Normally, Python uses backslashes as escape characters. Prefacing the string definition with 'r' is a useful way to define a string where you need the backslash to be an actual backslash and not part of an escape code that means something else in the string.22 Feb 2022
- usually \n means newline \t is tab, but rawstring will make everything compiled as it is

F-string is a way to format strings in Python. It was introduced in Python 3.6 and aims to make it easier for users to add variables, comma separators, do padding with zeros and date format. Python String. | Image: Frank Andrade. F-string was introduced in Python 3.6 and provides a better way to format strings.14 Mar 2023

In [14]:
text1 = "Contact us at support@example.com or sales@example.com"
text = """
RegExr was created by gskinner.com.

Edit the Expression & Text to see matches. Roll over matches or the expression for details. PCRE & JavaScript flavors of RegEx are supported. Validate your expression with Tests mode.

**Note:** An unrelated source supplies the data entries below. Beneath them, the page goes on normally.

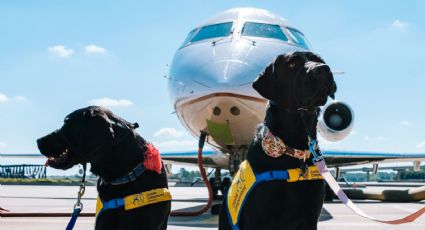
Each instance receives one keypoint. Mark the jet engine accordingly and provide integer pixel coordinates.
(335, 121)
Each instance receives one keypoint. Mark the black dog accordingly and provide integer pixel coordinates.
(296, 85)
(128, 166)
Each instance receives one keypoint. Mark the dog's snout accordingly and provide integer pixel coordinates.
(321, 69)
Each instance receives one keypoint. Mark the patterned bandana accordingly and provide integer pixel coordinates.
(275, 147)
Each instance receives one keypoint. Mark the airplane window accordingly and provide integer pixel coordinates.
(188, 37)
(213, 31)
(298, 38)
(263, 30)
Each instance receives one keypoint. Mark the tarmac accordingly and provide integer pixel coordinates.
(60, 199)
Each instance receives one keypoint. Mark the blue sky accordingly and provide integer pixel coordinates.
(58, 56)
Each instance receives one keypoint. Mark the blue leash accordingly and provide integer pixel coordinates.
(78, 207)
(74, 217)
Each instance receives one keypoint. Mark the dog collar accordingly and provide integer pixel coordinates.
(275, 147)
(131, 176)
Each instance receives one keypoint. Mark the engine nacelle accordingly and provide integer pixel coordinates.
(336, 121)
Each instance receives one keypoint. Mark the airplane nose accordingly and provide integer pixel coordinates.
(226, 73)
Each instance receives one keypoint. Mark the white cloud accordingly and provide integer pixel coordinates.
(93, 49)
(110, 102)
(421, 145)
(397, 24)
(61, 51)
(175, 145)
(3, 98)
(405, 123)
(169, 132)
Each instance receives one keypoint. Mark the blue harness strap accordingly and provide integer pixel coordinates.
(272, 175)
(115, 203)
(73, 219)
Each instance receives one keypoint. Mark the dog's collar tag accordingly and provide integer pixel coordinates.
(275, 147)
(272, 145)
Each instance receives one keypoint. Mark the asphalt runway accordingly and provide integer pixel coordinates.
(51, 199)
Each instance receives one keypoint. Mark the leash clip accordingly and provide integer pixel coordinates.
(81, 191)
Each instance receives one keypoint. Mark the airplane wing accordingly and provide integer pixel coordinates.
(21, 155)
(216, 159)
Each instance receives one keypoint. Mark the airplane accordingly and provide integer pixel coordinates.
(210, 85)
(210, 82)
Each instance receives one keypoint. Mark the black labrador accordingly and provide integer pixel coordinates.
(295, 84)
(125, 163)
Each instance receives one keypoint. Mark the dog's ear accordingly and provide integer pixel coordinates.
(267, 83)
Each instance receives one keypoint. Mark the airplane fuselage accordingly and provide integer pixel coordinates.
(211, 76)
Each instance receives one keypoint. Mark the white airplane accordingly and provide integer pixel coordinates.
(210, 85)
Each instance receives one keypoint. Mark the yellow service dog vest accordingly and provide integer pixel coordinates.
(134, 201)
(245, 180)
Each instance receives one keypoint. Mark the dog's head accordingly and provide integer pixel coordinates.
(296, 80)
(86, 134)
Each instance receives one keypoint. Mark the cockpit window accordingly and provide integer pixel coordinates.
(298, 38)
(255, 29)
(188, 37)
(213, 31)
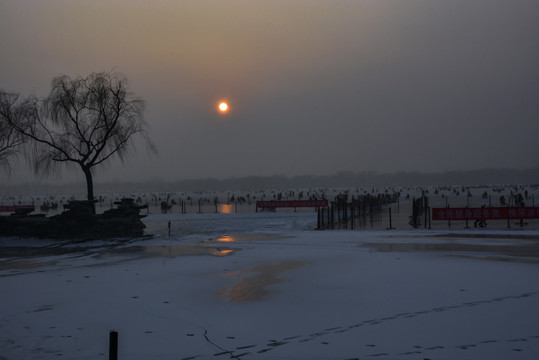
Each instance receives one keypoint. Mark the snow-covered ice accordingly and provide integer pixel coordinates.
(267, 286)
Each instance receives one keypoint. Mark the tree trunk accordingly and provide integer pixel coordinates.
(89, 187)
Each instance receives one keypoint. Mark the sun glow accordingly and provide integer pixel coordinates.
(223, 107)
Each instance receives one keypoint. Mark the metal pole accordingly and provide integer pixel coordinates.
(113, 345)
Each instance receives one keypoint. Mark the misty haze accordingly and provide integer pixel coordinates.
(269, 179)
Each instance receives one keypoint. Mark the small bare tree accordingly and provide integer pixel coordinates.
(11, 141)
(83, 122)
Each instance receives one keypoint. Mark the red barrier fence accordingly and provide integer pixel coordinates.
(292, 203)
(13, 208)
(491, 213)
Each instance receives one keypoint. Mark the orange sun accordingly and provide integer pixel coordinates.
(223, 107)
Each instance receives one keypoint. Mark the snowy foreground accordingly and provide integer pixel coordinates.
(266, 286)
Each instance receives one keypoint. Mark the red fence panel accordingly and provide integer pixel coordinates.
(12, 208)
(491, 213)
(292, 203)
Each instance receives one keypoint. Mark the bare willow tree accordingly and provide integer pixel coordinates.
(11, 140)
(83, 122)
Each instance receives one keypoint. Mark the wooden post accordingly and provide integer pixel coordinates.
(113, 345)
(390, 222)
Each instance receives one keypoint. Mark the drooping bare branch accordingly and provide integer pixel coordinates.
(83, 122)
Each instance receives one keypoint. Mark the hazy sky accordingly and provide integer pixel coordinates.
(314, 87)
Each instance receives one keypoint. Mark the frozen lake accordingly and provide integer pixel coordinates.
(266, 286)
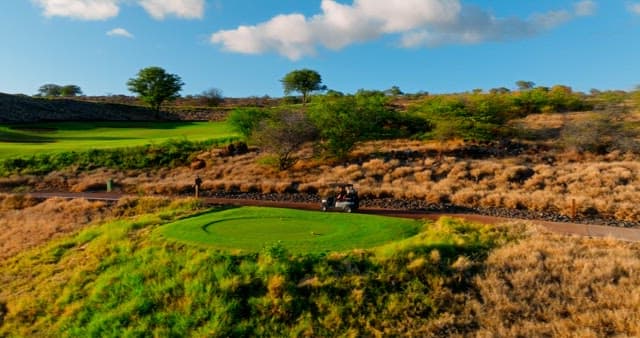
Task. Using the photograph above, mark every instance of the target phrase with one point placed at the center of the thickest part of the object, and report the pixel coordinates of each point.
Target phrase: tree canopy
(303, 81)
(154, 86)
(51, 89)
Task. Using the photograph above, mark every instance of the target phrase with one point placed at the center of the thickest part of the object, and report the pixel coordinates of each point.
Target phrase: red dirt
(626, 234)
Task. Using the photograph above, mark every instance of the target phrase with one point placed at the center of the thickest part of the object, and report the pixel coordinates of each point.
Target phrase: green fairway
(28, 139)
(251, 228)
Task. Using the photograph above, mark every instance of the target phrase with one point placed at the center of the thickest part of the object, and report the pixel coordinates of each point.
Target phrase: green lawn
(28, 139)
(252, 228)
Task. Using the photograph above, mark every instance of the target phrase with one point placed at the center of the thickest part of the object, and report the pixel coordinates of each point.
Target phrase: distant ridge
(22, 108)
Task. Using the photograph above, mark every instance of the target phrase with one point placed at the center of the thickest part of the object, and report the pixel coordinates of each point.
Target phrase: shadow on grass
(90, 125)
(13, 137)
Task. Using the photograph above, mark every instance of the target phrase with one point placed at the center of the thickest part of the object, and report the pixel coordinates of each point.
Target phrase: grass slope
(28, 139)
(119, 280)
(252, 228)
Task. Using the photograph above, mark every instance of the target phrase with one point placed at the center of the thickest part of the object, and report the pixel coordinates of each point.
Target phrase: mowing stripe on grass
(252, 228)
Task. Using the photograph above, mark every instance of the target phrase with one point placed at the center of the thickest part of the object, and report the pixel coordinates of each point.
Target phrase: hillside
(23, 109)
(122, 277)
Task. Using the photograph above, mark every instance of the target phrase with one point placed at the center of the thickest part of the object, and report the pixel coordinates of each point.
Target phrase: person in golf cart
(346, 199)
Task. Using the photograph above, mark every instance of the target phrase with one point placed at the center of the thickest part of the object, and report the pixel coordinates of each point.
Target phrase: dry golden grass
(608, 185)
(26, 222)
(550, 285)
(27, 226)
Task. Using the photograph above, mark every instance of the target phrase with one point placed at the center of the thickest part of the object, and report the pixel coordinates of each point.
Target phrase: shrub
(246, 120)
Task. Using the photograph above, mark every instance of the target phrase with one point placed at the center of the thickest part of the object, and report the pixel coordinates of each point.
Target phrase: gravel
(421, 205)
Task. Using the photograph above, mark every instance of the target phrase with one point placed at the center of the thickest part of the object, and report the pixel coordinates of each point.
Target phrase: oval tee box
(249, 229)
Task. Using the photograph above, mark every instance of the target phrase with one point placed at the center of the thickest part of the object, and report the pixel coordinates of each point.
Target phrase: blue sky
(244, 47)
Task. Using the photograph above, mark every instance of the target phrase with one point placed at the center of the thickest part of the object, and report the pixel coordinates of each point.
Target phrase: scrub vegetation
(453, 278)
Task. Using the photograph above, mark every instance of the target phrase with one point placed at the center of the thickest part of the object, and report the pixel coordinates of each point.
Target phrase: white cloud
(634, 8)
(120, 32)
(105, 9)
(417, 22)
(80, 9)
(187, 9)
(585, 8)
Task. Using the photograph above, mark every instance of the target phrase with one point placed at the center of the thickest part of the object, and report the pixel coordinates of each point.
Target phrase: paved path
(627, 234)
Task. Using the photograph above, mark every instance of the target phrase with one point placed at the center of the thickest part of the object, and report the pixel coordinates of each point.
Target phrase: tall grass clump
(118, 279)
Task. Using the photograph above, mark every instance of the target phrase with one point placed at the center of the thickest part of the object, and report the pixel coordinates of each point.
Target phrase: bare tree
(283, 135)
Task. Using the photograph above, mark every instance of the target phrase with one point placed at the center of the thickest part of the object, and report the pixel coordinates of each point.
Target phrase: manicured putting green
(28, 139)
(252, 228)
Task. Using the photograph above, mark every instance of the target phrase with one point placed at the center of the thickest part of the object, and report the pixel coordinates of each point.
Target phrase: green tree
(343, 121)
(303, 81)
(525, 85)
(154, 86)
(50, 89)
(211, 97)
(70, 90)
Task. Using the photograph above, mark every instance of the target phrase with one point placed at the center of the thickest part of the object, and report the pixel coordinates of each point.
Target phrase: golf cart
(343, 197)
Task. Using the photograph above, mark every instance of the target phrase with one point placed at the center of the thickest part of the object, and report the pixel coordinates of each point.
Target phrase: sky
(244, 48)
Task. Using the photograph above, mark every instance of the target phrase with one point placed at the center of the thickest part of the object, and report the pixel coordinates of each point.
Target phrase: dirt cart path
(627, 234)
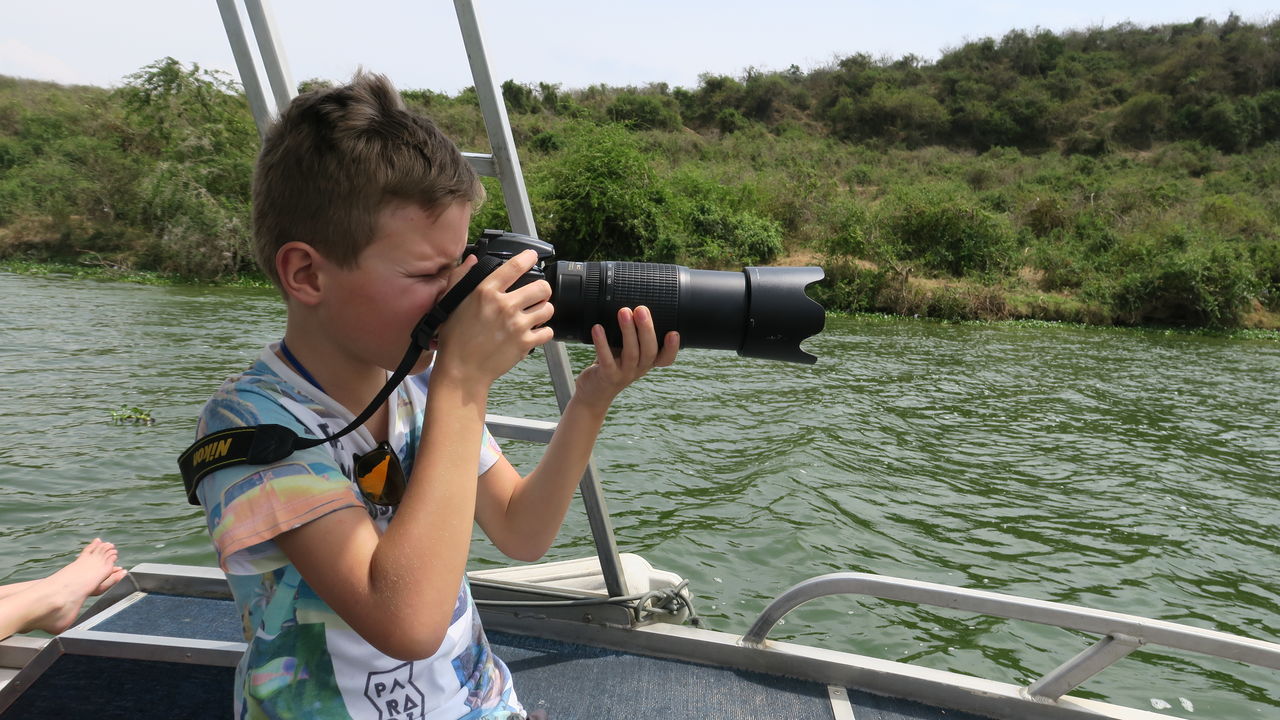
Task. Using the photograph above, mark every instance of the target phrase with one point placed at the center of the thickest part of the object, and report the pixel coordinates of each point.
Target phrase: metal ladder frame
(502, 163)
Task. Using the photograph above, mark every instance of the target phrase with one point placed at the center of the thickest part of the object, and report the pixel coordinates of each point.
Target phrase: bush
(1142, 119)
(850, 287)
(645, 112)
(945, 231)
(1176, 278)
(600, 197)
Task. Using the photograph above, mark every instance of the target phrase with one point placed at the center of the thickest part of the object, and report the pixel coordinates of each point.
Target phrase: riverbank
(949, 301)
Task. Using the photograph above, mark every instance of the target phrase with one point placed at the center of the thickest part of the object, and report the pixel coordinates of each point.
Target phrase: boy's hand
(615, 369)
(493, 329)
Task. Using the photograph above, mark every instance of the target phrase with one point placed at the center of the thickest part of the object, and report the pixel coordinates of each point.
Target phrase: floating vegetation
(132, 415)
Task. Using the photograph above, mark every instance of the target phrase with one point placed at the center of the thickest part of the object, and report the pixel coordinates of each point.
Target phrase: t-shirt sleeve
(248, 505)
(489, 451)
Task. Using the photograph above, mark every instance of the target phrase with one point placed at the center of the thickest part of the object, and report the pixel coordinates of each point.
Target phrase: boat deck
(570, 680)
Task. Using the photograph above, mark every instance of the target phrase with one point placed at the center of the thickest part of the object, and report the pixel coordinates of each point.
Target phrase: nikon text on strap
(263, 445)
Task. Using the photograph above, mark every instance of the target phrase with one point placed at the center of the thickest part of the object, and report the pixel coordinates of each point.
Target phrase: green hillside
(1123, 174)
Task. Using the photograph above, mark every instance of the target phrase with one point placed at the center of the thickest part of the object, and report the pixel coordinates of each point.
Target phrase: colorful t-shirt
(302, 659)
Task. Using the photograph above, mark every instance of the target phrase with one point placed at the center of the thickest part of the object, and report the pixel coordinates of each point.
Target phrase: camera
(758, 313)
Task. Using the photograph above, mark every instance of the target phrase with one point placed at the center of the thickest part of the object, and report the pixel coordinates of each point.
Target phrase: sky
(568, 42)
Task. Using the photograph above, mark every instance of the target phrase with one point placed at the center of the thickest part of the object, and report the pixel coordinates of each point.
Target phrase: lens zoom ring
(656, 286)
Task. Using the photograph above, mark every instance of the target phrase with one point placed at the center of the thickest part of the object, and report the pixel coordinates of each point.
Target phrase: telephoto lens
(757, 313)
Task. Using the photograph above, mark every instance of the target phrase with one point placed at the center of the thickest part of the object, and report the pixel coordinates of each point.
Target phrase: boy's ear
(297, 267)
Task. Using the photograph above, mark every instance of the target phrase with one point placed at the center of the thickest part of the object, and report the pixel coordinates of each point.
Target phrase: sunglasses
(380, 475)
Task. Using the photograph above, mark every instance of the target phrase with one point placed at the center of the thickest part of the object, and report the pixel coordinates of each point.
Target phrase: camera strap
(263, 445)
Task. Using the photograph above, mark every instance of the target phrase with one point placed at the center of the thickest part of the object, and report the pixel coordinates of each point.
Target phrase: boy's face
(396, 281)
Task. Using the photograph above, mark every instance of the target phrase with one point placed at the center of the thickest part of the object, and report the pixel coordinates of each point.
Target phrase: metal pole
(245, 64)
(273, 55)
(498, 127)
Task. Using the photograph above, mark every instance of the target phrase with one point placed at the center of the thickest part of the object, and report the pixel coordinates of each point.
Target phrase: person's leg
(51, 604)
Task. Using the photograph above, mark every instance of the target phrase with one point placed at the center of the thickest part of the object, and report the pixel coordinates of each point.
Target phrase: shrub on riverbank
(1070, 176)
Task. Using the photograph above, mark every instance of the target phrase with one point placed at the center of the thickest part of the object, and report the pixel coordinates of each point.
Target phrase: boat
(598, 637)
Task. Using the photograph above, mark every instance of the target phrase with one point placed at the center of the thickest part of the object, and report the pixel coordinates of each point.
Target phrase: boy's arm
(522, 515)
(397, 589)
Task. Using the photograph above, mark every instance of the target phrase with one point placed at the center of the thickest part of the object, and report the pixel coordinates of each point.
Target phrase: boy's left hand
(615, 369)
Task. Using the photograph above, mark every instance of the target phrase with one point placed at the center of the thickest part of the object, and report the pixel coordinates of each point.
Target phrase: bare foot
(64, 592)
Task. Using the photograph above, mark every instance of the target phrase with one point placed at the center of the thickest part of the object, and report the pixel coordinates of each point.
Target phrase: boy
(360, 215)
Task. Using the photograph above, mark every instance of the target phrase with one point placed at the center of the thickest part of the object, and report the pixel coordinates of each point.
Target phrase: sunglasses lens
(380, 477)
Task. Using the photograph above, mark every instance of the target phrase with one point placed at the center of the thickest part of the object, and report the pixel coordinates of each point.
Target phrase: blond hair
(337, 156)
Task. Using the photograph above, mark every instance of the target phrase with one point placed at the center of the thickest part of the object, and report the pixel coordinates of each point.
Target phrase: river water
(1132, 472)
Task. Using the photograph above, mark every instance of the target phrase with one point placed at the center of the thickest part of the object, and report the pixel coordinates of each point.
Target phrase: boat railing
(1121, 633)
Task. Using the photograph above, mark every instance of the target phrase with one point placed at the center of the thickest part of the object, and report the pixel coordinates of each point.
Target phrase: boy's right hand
(493, 329)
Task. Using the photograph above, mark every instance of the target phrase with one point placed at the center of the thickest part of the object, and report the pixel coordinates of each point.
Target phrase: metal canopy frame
(503, 163)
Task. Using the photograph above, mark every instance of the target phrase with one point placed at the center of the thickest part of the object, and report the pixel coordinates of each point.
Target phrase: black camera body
(758, 313)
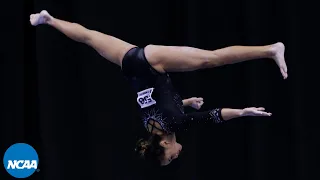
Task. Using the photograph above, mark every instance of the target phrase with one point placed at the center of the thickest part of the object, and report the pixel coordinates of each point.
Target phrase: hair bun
(141, 146)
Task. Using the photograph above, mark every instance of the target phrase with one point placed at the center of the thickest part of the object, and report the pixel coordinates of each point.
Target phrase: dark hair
(150, 149)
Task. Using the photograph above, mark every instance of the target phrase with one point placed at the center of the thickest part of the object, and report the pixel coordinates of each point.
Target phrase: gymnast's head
(159, 150)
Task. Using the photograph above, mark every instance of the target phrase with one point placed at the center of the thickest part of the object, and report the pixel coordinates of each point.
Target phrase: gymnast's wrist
(241, 113)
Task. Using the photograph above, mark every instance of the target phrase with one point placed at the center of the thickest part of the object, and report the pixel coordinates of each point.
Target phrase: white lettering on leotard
(144, 98)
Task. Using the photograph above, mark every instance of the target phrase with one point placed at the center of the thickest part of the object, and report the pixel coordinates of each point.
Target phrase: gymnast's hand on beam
(252, 111)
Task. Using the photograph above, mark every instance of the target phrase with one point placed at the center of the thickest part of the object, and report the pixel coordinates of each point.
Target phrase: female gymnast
(147, 71)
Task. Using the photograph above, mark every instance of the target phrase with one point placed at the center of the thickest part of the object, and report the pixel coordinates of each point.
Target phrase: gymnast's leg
(107, 46)
(177, 59)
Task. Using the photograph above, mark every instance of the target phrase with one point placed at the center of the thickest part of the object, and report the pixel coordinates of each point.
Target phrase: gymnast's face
(172, 150)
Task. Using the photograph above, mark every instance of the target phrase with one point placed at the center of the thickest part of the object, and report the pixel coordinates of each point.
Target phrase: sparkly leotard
(157, 97)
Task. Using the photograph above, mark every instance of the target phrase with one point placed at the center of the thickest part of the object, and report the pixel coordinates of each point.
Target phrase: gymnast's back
(156, 95)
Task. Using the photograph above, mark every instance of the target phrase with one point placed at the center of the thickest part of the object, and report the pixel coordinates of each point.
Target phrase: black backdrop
(77, 110)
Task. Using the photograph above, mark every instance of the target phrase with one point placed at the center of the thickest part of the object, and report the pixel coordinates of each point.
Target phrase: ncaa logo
(21, 160)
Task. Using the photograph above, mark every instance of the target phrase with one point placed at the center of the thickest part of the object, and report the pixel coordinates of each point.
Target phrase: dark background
(76, 108)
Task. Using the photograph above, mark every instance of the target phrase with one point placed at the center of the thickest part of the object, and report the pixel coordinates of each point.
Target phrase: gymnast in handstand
(147, 68)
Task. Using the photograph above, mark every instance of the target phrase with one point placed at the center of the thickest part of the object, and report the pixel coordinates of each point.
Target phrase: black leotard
(157, 97)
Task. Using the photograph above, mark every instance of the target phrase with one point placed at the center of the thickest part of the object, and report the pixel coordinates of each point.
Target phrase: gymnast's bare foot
(40, 18)
(278, 55)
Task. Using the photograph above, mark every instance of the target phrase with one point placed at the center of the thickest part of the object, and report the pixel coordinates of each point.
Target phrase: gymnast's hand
(194, 102)
(252, 111)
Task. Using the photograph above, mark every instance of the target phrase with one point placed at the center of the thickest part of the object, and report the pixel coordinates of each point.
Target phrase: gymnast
(147, 68)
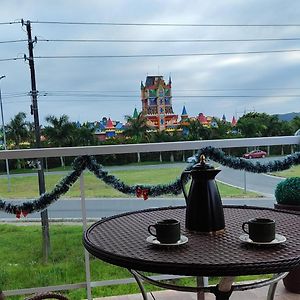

The side bar includes a Cheatsheet, full Reference, and Help. You can also Save & Share with the Community and view patterns you create or favorite in My Patterns.

Explore results with the Tools below. Replace & List output custom results. Details lists capture groups. Explain describes your expression in plain English.
"""
emails = re.findall(r"\b[A-Za-z0-9._%+-]+@[A-Za-z0-9.-]+\.[A-Z|a-z]{2,}\b", text1)
print(emails)  # Output: ['support@example.com', 'sales@example.com']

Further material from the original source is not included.